I sacrificed an old pair of argyle knee-high socks in the name of the creative process: an attempt to cleanse my way towards genius or dispense with the clutter of distraction that demurely draws me away from the muse. Clutter is not demure in it of itself (confused or disordered state) but rather, it’s the collection of memories attached to a particular object that I find alluring, contemplative and heavy like the weekend I spent with you in Charlotte, NC high on adderall and alcohol and love. That weekend I wore the argyle knee-highs with a smart pair of brown pumps and my favorite green mini. We hung out naked and watched movies in your bedroom where you lived with a cat named, Miss Kitty. I think she was given away to an ex-girlfriend of yours before you moved to LA to pursue the album deal with New West Records. But that was long after our blissful weekend together. You adored that cat. I loved you hard that weekend.

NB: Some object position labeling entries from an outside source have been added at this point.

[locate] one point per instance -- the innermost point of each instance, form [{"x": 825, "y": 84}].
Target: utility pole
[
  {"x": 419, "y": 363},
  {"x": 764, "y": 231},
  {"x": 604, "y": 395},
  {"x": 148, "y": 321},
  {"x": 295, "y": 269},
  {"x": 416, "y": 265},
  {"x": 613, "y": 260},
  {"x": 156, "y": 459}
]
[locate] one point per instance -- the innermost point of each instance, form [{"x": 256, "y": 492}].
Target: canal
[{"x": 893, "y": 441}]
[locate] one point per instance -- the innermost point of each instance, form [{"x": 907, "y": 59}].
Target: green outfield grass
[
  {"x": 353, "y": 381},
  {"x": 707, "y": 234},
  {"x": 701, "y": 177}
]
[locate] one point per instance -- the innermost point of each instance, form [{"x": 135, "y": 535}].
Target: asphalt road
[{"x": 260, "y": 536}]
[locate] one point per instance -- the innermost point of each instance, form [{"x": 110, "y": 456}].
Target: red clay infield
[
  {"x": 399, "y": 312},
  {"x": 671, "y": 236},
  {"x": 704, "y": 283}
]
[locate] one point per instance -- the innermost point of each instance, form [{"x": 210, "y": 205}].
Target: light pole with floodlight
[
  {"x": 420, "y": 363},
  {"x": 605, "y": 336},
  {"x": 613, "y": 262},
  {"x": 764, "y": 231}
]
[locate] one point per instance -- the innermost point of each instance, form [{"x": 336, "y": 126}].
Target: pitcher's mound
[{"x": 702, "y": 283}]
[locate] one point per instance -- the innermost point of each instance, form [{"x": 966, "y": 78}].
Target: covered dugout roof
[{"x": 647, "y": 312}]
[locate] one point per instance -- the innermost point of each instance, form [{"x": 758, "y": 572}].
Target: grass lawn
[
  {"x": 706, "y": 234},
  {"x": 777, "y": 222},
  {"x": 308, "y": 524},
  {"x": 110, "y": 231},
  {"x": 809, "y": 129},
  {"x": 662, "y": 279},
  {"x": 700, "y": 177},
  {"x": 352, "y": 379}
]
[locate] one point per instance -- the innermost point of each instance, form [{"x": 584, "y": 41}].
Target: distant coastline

Some kind of love outlasts a pair of socks and others don’t. There’s weekend love, lifelong love, passing in the street kind of love; there’s fleeting love and enduring, missed, lost, replaced and patched up kind of love. I could have darned the hole in the left sock; they would have lasted a bit longer. I could have left Los Angeles and moved to Charlotte years ago but then you would have eventually moved to LA for music and that would have been silly.

You called last week and told me you loved me. I sobbed on the phone. Now you are a father, live in Charlotte, have a tour planned in June with Rilo Kiley. Now I am single, live in Portland, have ponderous moments about socks.